ABAC subscription policies allow for dynamic, data-driven access with a single, scalable policy. This approach eliminates the need to create new policies for every data source.

  • Use Case: You can use attribute-based policies to dynamically manage access with a single, scalable policy using the @hasTagAsAttribute function to match user attributes to data source tags. For example, users with the attribute value allowed_data_product: AML_Reports can automatically gain access to tables tagged AML_Reports.
  • Implementation:
    • Use Immuta’s @hasTagAsAttribute function to define a single subscription policy: Allow users to subscribe when the user’s attribute matches the tag on the table for ALL data sources.
    • Ensure that user profiles include up-to-date attributes that reflect their allowed access. For example, add an attribute like allowed_data_product: AML_Reports to users who need access to AML Reports.
    • Apply consistent tags to data sources that correspond to user attributes. For example, tag datasets as AML_Reports to align with the user attribute.
  • Benefits:
    • Scales automatically as new data products are published.
    • Reduces the need for multiple policies.
    • Simplifies auditing with clear data-driven access.
    • Allows data owners to focus solely on tagging data sources.

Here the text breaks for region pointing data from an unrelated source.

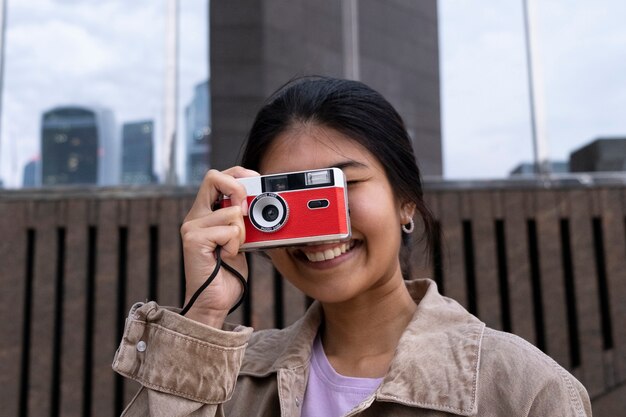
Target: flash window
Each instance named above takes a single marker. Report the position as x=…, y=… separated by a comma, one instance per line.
x=276, y=183
x=318, y=178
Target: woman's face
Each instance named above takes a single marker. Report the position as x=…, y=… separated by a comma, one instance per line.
x=370, y=260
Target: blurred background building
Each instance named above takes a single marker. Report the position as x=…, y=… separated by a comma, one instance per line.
x=601, y=155
x=78, y=146
x=138, y=152
x=198, y=133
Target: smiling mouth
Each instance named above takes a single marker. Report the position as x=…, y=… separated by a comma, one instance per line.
x=328, y=253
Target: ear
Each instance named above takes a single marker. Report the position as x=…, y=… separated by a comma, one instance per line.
x=407, y=211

Best Practices for Subscription Policies

  • Adopt Attribute-Based One-Policy Approach: ABAC policies enable dynamic, data-driven access control, reducing complexity and ensuring scalability. 
  • Clear and Consistent Tagging: Use meaningful and consistent tags for data sources. Automate the tagging process where possible to maintain accuracy and efficiency.
  • Align Attributes with Organizational Context: Ensure that attribute names reflect your organization’s structure or data governance model. For example, use attributes like allowed_domain for domain-based access or allowed_data_product for data product-based access.
  • Keep Metadata Up to Date: Regularly update user profiles to include relevant attributes that reflect their access requirements. This ensures the one-policy approach remains effective.